Зернистый воздух, вкус которого навсегда остается во рту. Они
стояли под дождем, как стоит стадо, застигнутое непогодой. Затем
двинулись дальше, растянув полиэтилен над головой, под монотонный шум
дождя. Ноги насквозь промокли и замерзли, а обувь скоро совсем
развалится. На склонах - мертвые втоптанные в грязь стебли пшеницы. В
пелене дождя - черные силуэты обугленных деревьев на гребнях холмов.
Зато в его снах бушевали яркие цвета. А как еще может заявить о
себе смерть? Сразу после пробуждения все моментально обращалось в
пепел. Так от дневного света разрушаются фрески, столетиями
сохранявшиеся в замурованных гробницах.
Дождь прекратился, потеплело, и они наконец-то спустились в
долину. Кое-где еще проступают очертания фермерских участков. Нигде ни
травинки, все сухое и мертвое до самых корней. Высокие обшитые
вагонкой дома. Одинаковые железные крыши. Длинный сарай посреди поля с
рекламой по скату крыши: десятифутовые выцветшие буквы приглашают
посетить Рок-Сити.
Придорожные кусты разрослись и превратились в непроходимую стену
перепутанных черных колючек. Никаких признаков жизни. Он оставил
мальчика посреди дороги с револьвером наготове, а сам поднялся по
истертым каменным ступенькам на открытую веранду старого фермерского
дома и, приставив руку к глазам, заглянул в окно. В дом вошел через
кухонную дверь. Мусор на полу, старые газеты. Посуда в шкафу, кружки
на крючках. Прошел по коридору и остановился в дверях гостиной:
старинная фисгармония в углу, телевизор, дешевые диваны, а рядом -
ручной работы шкаф из вишневого дерева. Поднялся на второй этаж.

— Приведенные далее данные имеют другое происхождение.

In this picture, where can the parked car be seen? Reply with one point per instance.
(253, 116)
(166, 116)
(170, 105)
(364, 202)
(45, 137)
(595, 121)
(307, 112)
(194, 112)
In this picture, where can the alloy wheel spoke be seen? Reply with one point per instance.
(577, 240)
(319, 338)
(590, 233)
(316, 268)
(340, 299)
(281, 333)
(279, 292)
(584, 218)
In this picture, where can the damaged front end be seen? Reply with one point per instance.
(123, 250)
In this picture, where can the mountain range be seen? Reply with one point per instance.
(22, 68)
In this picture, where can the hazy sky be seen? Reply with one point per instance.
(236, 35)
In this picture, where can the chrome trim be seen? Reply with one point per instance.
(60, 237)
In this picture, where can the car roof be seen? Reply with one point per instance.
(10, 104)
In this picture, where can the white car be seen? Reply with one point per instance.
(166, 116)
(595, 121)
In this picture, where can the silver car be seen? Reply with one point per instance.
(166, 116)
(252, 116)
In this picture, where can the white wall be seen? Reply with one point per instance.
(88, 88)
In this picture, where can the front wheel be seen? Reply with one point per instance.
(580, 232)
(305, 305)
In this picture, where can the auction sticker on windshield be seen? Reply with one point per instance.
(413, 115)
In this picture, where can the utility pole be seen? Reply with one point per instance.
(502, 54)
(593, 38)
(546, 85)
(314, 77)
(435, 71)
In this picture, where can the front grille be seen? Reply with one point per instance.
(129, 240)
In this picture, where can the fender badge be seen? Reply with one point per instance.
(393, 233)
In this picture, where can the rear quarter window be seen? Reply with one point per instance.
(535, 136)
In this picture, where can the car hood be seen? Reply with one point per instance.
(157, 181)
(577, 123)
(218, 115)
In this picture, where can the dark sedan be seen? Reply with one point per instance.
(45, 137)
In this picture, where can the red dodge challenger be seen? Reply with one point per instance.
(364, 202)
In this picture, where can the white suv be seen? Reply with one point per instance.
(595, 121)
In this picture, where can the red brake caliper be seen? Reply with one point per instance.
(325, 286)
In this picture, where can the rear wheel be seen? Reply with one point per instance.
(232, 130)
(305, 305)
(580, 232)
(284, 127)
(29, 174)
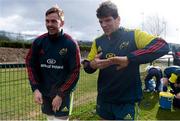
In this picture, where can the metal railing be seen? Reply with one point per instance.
(16, 99)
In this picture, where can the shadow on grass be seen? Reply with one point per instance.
(173, 114)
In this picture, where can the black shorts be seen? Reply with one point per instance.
(65, 109)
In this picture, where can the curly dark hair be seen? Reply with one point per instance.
(106, 9)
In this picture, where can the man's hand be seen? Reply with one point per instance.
(38, 97)
(56, 103)
(99, 63)
(121, 61)
(177, 95)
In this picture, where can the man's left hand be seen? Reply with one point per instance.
(56, 103)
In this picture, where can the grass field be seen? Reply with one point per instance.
(16, 102)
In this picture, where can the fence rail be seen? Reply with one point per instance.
(16, 99)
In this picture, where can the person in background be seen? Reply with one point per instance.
(153, 71)
(118, 54)
(172, 78)
(53, 65)
(176, 56)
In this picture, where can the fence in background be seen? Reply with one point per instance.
(16, 99)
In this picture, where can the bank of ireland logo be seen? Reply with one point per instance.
(51, 61)
(63, 51)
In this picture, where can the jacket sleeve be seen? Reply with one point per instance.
(73, 62)
(149, 48)
(33, 66)
(91, 56)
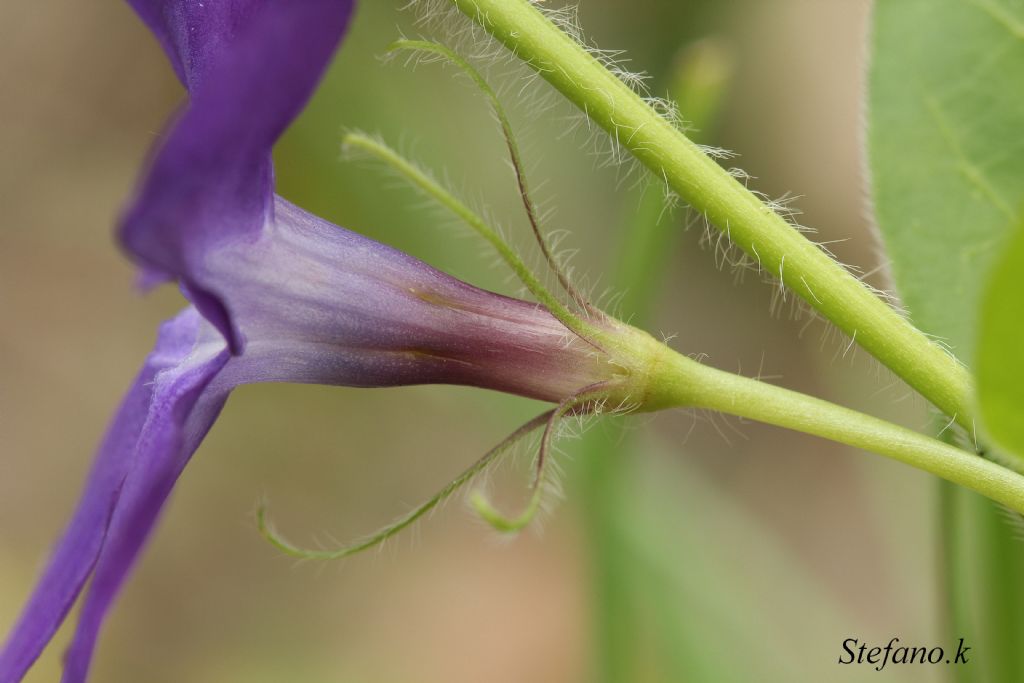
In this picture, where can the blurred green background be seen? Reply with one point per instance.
(740, 552)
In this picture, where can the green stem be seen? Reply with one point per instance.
(682, 381)
(777, 247)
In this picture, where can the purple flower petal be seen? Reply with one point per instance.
(250, 68)
(158, 423)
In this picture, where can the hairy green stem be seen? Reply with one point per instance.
(749, 222)
(681, 381)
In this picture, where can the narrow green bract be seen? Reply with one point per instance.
(999, 359)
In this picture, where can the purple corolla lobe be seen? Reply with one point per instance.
(276, 294)
(316, 303)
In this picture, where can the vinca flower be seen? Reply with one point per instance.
(276, 294)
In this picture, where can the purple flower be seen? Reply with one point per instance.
(278, 294)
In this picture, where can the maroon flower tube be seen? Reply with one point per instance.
(278, 295)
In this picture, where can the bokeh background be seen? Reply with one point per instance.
(715, 551)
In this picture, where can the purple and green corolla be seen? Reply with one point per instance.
(276, 295)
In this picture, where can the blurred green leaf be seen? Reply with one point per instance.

Спальни. Все покрыто пеплом. Детская комната, на подоконнике мягкая
игрушка - собака, будто выглядывающая в сад. Покопался в стенных
шкафах. Сбросил покрывала с кроватей и обнаружил два совсем неплохих
шерстяных одеяла. Потом спустился в кухню. В кладовке нашлись три
банки консервированных помидоров домашнего приготовления. Сдул пыль с
крышек и осмотрел со всех сторон. Кто-то до него не рискнул взять
банки, и он тоже не решился. Вышел из дома с перекинутыми через плечо
одеялами. Зашагали дальше.
На окраине города наткнулись на супермаркет. Несколько старых
машин посреди захламленной парковки. Там оставили свою тележку. Прошли
по заваленным мусором рядам. В овощном отделе на дне ящиков нашлось
несколько окаменевших фасолин да мумифицированные останки того, что
когда-то было абрикосами. Мальчик не отставал ни на шаг. Через заднюю
дверь вышли наружу, где ничего, кроме пары заржавевших тележек, не
было. Вернулись назад в магазин - искали тележку поновее, но
безуспешно. Рядом с входной дверью - опрокинутые на пол и разбитые
монтировкой два автомата для продажи кока-колы. В пыли - разбросанные
по полу монеты. Он сел, запустил руку внутрь: во втором автомате
пальцы наткнулись на холодный металлический цилиндр. Медленно вытащил
руку с добычей и уставился на банку кока-колы.
- Что это, пап?
- Кое-что вкусненькое, для тебя.
- Что это?
- Подожди. Садись.
Ослабил узлы, помог мальчику снять рюкзак и поставил его так,
чтобы можно было спиной на него опереться. Просунул большой палец под
ушко, дернул кверху и открыл банку. Поднеся кока-колу поближе к носу,
уловил шипение лопающихся пузырьков и протянул банку мальчику.
- На-ка, пробуй. Мальчик взял банку.
- Там пузыри.
- Ну же, не бойся.
Мальчик посмотрел на отца, наклонил банку и сделал один глоток.
Задумчиво посидел, решая, нравится ему или нет, а потом сказал:
- Ужасно вкусно.
- Ну видишь.
- Пап, ты тоже глотни.
- Я хочу, чтобы ты все выпил сам.
- Пап, ну пожалуйста.
Он взял банку, чуть-чуть отхлебнул и вернул мальчику.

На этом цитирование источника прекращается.